Refinery29 offers advertisers access to a hand-picked group of influencers across various social networks. Bustle also has tapped into influencers for brands. Legacy publishers have joined the parade, too. Hearst began working with digital video company Reelio in December to pair fashion influencers with its glossy magazine brands. In March, The New York Times acquired HelloSociety, a digital marketing agency, to augment its branded content arm; while Time Inc. partnered with YouTube fashion network StyleHaul.

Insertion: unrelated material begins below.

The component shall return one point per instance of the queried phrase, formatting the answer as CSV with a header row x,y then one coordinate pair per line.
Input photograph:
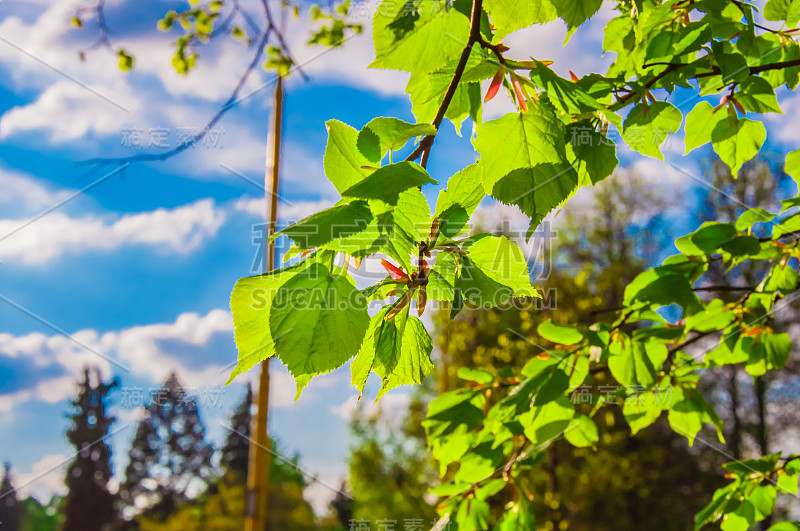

For advertisers, influencers can offer an alternative to intrusive ads and a way to extend their reach beyond a publisher’s audience. They can go to any number of YouTube networks for star power, but in theory, publishers have the benefit of having established brands and relationships with social media celebrities.
In practice, though, and perhaps because they’re relatively new at it, publishers often have a hard time executing influencer programs, agencies say.
“They have the foundation in place from a reader perspective that’s needed; if I trust The New York Times, if there’s a new content program I’m more likely to take a look at it, and I trust the quality control is there,” said Mike McLaughlin, managing director of digital, West Coast, at Mindshare. “But they don’t have the established structure that the [multi-channel networks] have. It’s hard to say if they can compete from a scale and backend perspective.”
In some cases, publishers’ use of bloggers feels generic and has a whiff of just serving to inflate a campaign’s performance numbers, agencies say.
Monique Lemus, group director at The Media Kitchen, said while some publishers take time to make sure the influencer marketing represents the brand well, others have fallen short. With one publisher, she said, it had hundreds of influencers promote an article, and while there were some people who clicked through it, the agency didn’t see a ton of engagement.
“The publisher will tack on 20 or 30 influencers including a link in a piece of content in a Facebook post and that’s that,” she said. “It’s just like another add-on. There’s no actual discussion with the influencer about the tone you want to use; it’s very much like copy-and-paste.”
Sometimes the publisher will throw in the influencer marketing piece for free to boost a campaign’s reach. In that case, the agency may have lower performance expectations. But even then, agencies want to know that the influencers have been chosen for the right reasons. Publishers tend to choose people who have a large reach when engagement may be the more important metric to the client, Lemus said.
Horizon Media is a believer in influencer marketing, having created a division at the agency devoted to it. However, it’s seen publishers throwing an influencer component into a campaign and claiming they were going “above and beyond” for the client, said Maikel O’Hanlon, vp of social media strategy at Horizon.
“We see certain publishers treating influencer alliances as another way to generate traffic in a way they used to use paid mechanisms [like] Outbrain and Taboola,” he said.
Some publishers say they go to lengths to choose influencers carefully. “Often, influencers are selected with very little consideration of affinity with the publishing brand and it’s entirely focused on the advertiser’s brand,” said Kai Hsing, svp of marketing at Bustle. “We’re obviously trying to steer away from that.” The Times’ HelloSociety tries to get to know the influencers on a personal level to help determine if things happening in their lives align with certain campaigns. “For instance, if an influencer is about to have a baby, she’d be an especially good fit for a campaign targeting new moms,” said Kyla Brennan, HelloSociety’s founder and CEO.
Of course, the pitfalls of working with social media stars isn’t just a publisher issue; influencer marketing is fraught with measurement concerns, getting influencers to create content that aligns with the brand’s goals and rising prices. Working with influencers requires a lot of hand-holding — entailing more work than some publishers might be prepared for.
The vetting process is key, agreed Howard Mittman, publisher and chief revenue officer at GQ, which works with a pool of 6,500 influencers, a small segment of which it uses to promote brands. “You must curate your network by looking at more than just the total audience they can deliver,” he said. “You must work to find contributors whose ideals reflect the broad values of your organization and you need to manage and maintain relationships with them as you would your staff.”